The Body in Parts
Fantasies of Corporeality in Early Modern Europe
Edited by David Hillman, Carla Mazzio
Routledge – 1997 – 376 pages
An examination of how the body--its organs, limbs, and viscera--were represented in the literature and culture of early modern Europe. This provocative volume demonstrates, the symbolism of body parts challenge our assumptions about "the body" as a fundamental Renaissance image of self, society, and nation.

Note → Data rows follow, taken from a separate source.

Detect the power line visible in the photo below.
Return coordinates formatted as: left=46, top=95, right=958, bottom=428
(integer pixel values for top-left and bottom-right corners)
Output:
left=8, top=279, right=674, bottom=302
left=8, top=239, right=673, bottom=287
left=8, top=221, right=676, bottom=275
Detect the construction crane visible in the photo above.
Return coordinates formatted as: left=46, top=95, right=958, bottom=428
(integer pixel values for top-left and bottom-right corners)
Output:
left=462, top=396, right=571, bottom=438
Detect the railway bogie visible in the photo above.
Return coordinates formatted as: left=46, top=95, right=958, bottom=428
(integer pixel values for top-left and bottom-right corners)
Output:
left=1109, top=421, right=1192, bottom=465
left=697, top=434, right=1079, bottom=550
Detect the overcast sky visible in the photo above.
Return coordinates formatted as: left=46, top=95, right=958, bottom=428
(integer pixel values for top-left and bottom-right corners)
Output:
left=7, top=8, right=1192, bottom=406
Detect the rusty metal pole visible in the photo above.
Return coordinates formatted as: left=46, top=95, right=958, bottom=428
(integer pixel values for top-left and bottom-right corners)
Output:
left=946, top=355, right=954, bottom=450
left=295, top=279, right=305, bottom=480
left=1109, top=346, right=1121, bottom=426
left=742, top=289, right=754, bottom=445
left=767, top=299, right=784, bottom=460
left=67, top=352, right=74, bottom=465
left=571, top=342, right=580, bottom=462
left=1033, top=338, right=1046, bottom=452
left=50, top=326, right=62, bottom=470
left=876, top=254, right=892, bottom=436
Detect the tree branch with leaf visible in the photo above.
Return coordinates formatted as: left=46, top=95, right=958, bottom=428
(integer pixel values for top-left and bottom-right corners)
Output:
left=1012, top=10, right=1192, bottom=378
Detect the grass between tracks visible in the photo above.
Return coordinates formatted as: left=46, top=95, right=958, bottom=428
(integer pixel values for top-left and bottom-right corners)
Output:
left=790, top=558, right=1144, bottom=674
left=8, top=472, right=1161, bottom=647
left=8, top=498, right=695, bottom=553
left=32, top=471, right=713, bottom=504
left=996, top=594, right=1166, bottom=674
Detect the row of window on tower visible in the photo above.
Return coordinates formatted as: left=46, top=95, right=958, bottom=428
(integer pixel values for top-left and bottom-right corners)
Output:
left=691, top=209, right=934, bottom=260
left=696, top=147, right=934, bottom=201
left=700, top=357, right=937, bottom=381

"The book is helpfully organized… The essays are consistently innovative…" -- Medieval and Renaissance Drama in England 1999
"…these essays are incredibly learned, filled with analyses of anatomical treatises, ancient medical encyclopedias and commentaries on scripture." -- The New York Times
"The Body in Parts is a must-read not only for those interested in the culture of early modern Europe, but for anyone interested in thinking about the modern and post-modern body as well. Its claims for the importance of the body and its discourses for understanding the literary, scientific, political and religious culture of early modern Europe are persuasive and its range--literally from head to toe--and learning admirable. A significant contribution to ongoing work on gender, sexuality and the body." -- Karen Newman, Brown University
"The Body in Parts expands the knowledge of this crucial period of history through the exploration of the social, symbolic, and scientific fragmentation of the body, This book will appeal to scholars interested in literature, history, art, and development of scientific knowledge in the early modern era." -- Sixteenth Century Journal
Carla Mazzio and David Hillman are both Teaching Fellows in the Department of English at Harvard.